Назавтра — то была пятница — Мария почувствовала безотчетную радость оттого, что после грозы погода испортилась, и весь день провела в халате, предаваясь чтению, музыке и безделью, пытаясь вспомнить каждое слово своего письма и представить себе, как его читает юный Курреж. В субботу после гнетуще-тяжелого утра снова пошел дождь, и теперь Мария поняла, чему она так радуется: плохая погода давала ей основание не выходить в воскресенье из дома, как она намеревалась раньше: в случае, если Раймон все-таки придет на свидание, несмотря на письмо, она будет на месте. Чуть отойдя от окна, сквозь которое она наблюдала, как разлетаются брызгами на дорожке капли дождя, Мария произнесла громким и твердым голосом, словно давала торжественный обет: «Какая бы ни была погода, я уйду».

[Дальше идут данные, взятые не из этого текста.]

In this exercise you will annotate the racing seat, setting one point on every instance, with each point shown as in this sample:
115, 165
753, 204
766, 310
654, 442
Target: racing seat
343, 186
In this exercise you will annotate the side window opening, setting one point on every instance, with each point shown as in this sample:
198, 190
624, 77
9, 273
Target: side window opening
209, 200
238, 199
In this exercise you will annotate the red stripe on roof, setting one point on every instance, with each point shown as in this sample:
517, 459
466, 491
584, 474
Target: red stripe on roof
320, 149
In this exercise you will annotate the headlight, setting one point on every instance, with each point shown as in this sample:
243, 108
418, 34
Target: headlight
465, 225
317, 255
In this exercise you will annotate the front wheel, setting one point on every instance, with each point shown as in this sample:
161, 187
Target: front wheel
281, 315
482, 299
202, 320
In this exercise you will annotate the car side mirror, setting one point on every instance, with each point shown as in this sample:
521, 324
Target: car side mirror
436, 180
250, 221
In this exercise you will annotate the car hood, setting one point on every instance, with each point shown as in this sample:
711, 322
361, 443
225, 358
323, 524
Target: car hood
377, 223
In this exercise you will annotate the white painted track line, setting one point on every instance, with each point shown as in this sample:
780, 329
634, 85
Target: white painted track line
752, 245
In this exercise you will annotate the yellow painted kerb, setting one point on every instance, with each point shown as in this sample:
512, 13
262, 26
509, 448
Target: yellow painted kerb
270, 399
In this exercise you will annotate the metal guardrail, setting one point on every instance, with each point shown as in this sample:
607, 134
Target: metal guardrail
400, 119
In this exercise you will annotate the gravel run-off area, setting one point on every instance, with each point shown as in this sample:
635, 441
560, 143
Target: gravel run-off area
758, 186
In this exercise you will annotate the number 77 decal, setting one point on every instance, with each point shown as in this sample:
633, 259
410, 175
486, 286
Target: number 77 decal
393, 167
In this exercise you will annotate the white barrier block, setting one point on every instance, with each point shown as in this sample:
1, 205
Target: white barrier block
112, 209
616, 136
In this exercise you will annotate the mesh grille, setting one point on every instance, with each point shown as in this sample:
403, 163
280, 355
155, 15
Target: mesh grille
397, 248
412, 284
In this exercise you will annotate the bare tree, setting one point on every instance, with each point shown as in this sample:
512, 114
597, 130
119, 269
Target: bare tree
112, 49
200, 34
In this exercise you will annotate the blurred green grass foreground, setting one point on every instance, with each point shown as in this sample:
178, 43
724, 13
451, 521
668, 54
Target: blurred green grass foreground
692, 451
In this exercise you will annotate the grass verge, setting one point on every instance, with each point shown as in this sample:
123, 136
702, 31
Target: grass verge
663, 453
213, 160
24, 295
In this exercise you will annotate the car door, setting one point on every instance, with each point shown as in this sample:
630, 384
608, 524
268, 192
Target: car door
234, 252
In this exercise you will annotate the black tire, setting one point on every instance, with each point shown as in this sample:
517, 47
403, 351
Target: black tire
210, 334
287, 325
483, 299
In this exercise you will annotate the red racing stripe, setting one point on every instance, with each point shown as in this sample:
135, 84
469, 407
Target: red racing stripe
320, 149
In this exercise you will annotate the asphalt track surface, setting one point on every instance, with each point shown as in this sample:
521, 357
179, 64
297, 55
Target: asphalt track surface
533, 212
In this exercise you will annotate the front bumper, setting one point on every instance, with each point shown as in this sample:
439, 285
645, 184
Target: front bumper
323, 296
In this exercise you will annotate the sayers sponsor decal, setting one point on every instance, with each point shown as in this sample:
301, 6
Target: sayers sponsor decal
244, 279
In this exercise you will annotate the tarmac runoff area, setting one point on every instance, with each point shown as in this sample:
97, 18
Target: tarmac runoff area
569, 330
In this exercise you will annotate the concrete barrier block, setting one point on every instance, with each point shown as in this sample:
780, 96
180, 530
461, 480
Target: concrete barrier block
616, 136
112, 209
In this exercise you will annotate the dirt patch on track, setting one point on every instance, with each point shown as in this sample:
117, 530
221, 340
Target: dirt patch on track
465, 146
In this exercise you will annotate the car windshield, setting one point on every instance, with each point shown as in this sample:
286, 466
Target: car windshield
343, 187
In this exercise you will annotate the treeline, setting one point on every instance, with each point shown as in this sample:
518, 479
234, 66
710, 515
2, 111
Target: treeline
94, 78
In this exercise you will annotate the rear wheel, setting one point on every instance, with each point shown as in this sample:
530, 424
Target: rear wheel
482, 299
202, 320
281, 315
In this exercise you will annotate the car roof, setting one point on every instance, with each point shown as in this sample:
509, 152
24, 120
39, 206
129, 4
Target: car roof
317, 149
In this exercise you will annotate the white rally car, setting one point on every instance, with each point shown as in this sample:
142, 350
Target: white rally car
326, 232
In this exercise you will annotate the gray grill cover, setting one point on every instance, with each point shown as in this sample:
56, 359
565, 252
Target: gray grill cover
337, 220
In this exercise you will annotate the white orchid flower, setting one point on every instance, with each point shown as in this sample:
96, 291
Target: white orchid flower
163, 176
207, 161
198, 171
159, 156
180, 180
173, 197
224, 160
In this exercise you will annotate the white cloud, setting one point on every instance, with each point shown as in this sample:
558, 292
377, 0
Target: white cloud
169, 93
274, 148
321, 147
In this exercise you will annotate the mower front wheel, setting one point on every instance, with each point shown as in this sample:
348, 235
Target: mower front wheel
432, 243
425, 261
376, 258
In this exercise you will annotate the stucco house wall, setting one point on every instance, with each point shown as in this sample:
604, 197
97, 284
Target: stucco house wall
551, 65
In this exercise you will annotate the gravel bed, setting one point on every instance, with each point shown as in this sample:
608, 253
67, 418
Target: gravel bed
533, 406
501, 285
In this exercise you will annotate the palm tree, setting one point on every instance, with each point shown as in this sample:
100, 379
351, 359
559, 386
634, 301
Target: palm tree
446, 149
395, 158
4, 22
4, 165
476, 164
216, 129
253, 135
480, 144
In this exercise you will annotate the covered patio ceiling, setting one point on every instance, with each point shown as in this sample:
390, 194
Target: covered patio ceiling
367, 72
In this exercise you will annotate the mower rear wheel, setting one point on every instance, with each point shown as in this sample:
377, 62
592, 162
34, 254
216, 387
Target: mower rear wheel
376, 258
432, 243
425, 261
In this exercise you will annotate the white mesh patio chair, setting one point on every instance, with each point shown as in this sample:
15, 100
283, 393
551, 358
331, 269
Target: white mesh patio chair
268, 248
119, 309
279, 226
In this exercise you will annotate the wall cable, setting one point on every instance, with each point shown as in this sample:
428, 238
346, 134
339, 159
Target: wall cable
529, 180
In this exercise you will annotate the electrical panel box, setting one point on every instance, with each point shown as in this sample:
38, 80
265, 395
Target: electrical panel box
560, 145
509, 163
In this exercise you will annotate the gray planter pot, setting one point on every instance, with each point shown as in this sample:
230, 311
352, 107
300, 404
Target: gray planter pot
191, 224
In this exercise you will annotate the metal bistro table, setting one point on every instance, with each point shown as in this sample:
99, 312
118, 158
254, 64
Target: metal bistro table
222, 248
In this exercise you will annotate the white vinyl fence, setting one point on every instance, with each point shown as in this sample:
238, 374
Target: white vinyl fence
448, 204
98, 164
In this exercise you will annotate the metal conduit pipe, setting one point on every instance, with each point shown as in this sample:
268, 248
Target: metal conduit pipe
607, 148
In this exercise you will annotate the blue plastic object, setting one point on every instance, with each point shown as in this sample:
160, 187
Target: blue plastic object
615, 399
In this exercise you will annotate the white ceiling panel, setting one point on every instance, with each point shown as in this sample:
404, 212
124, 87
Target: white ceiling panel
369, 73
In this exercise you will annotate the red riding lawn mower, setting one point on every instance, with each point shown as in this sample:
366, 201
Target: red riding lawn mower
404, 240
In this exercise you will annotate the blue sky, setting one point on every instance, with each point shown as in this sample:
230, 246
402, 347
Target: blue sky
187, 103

Куда она пойдет? Будь жив Франсуа, она повела бы его в цирк. Иногда она выезжала в концерт и одна занимала целую ложу, охотнее всего — ложу бенуара, но публика быстро ее узнавала: по движению губ Мария угадывала свое имя, наведенными на нее биноклями враждебная толпа словно ощупывала ее, лишенную возможности защищаться. Чей-нибудь голос произносил: «Ничего не скажешь, одеваться эти дамочки умеют», — «Имея деньги, это не так уж трудно. И, кроме того, у них ведь только и есть забот, что о своем теле». Случалось, кто-нибудь из друзей Ларусселя покидал клубную ложу и приходил с ней поздороваться: стоя вполоборота к залу, он громко смеялся, гордясь тем, что на людях разговаривает с Марией Кросс.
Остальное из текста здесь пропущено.